Tekmira is a pure-play RNAi Therapeutics company that should be uniquely affected by the outcome, because it does not tout having invented unique siRNA triggers, although it certainly could make up such claims to the same degree that others do in the space, and because of its complex relationship with Alnylam. For one, it may determine whether potential partners consider it to be necessary to access SNALP delivery via Alnylam or whether they can go directly to Tekmira and get the same for probably considerably less. Moreover, in the unlikely case of a Max Planck/Alnylam loss, it may become even more difficult to insist on controlling SNALP delivery for RNAi Therapeutics all the while it is obvious that Alnylam is intent on minimizing the importance of Tekmira for their delivery efforts (the whole issue of what is called a SNALP which clearly differs between Alnylam and Tekmira). If SNALP is old and first-generation where is the harm in letting Tekmira fully exploit this technology by partnering it out ex-ALNY instead of letting it wither on the vine? I guess something ought to be worked out here to the satisfaction of both companies.
After 8 years of spending enormous efforts on confusing the investor world with what is valuable RNAi trigger IP, it looks like everything will come down to basic science. The collective scientific community based on the number of citations a paper gets and how it has recognized critical inventions for example in the form of scientific awards, would have been a much more straight-forward, fairer, and infinitely cheaper way of determining ‘good’ RNAi IP. Who else was better suited to spot critical contributions in technically demanding areas such as RNAi than scientists themselves? One would hope that the judge will concur, also in the interest of what RNAi Therapeutics could do for society.
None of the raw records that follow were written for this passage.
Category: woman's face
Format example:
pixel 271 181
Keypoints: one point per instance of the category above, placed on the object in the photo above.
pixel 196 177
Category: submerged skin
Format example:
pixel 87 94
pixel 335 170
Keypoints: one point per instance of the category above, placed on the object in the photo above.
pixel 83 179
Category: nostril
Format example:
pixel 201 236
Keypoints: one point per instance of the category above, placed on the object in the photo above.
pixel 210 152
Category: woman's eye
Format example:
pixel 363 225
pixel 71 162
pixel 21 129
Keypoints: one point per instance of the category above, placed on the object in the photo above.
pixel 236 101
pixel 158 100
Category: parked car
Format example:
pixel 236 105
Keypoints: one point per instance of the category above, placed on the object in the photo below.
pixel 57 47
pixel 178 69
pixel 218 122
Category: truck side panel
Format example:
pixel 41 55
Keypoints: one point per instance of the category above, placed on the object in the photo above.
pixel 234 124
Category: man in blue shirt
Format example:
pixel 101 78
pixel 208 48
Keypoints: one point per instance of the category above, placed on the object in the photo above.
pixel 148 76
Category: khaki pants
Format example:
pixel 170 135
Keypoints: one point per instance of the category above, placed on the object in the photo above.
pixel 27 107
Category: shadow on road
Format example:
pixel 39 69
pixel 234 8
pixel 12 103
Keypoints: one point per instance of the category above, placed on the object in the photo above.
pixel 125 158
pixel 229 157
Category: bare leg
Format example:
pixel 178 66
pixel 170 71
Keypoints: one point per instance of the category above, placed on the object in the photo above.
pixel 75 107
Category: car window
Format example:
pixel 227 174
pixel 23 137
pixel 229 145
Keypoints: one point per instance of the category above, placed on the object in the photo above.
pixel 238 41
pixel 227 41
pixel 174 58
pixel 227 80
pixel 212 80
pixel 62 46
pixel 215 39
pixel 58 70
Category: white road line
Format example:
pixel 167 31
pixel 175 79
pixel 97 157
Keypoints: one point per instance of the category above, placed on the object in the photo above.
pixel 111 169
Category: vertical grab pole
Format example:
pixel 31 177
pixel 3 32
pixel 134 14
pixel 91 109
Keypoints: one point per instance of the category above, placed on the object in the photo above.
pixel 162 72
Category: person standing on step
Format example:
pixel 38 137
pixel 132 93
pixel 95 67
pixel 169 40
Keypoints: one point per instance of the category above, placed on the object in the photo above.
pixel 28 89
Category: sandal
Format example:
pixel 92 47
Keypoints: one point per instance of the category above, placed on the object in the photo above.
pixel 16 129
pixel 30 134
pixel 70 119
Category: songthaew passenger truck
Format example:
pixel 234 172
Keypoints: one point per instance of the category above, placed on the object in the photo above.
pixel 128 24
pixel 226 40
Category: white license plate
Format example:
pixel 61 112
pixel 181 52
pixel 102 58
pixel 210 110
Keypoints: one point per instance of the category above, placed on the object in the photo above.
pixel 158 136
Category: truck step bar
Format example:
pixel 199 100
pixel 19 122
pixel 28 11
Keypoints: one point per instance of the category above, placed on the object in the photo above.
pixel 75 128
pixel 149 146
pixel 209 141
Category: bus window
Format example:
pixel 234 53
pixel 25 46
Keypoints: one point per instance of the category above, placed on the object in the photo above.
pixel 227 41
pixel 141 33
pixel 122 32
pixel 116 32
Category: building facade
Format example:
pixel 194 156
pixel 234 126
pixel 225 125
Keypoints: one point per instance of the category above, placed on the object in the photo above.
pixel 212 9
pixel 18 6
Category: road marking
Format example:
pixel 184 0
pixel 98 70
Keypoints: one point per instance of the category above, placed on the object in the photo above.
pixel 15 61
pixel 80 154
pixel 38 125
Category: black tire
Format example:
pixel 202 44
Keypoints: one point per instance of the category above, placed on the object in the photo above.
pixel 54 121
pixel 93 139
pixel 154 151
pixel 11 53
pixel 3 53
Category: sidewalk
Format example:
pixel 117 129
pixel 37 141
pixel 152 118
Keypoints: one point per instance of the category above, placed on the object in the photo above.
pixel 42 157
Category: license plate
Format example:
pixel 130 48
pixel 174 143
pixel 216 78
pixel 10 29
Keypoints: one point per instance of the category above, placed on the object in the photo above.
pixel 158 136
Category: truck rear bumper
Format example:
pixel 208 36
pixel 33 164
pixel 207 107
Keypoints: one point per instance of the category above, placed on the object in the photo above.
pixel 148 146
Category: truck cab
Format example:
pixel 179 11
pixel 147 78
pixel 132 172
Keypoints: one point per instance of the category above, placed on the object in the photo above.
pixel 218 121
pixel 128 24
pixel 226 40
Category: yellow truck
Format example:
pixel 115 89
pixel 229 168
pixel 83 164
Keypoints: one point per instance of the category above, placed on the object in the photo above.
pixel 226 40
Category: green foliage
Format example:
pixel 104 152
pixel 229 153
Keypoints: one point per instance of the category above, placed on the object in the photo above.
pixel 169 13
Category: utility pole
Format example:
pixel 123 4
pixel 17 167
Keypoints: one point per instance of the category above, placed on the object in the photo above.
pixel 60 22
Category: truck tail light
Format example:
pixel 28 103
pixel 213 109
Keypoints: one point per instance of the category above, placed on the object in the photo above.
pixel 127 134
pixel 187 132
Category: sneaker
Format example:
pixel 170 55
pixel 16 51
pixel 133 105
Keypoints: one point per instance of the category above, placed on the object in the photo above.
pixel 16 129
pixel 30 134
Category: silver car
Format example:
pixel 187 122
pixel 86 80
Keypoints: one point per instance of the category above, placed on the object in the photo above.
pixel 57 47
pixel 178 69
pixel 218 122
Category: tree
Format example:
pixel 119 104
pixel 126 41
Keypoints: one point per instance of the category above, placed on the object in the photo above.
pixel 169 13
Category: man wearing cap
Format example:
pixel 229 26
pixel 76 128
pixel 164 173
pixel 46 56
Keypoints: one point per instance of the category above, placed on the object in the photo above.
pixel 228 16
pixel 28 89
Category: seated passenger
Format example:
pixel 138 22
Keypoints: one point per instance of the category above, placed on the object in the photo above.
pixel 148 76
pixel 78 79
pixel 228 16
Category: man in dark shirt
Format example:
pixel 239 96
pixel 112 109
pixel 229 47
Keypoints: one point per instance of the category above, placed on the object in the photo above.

Disclaimer: The above are my own interpretations of the case, based on publicly available documents from the USPTO and court sites, interviews, and press releases. Accuracy cannot be guaranteed as I may have overlooked critical elements of the case, and am neither trained in intellectual property nor contract law. Information provided herein cannot be relied upon for making investment decisions. Investments in RNAi Therapeutics are very risky and not suited for most. Consult with your own professional advisor before doing so.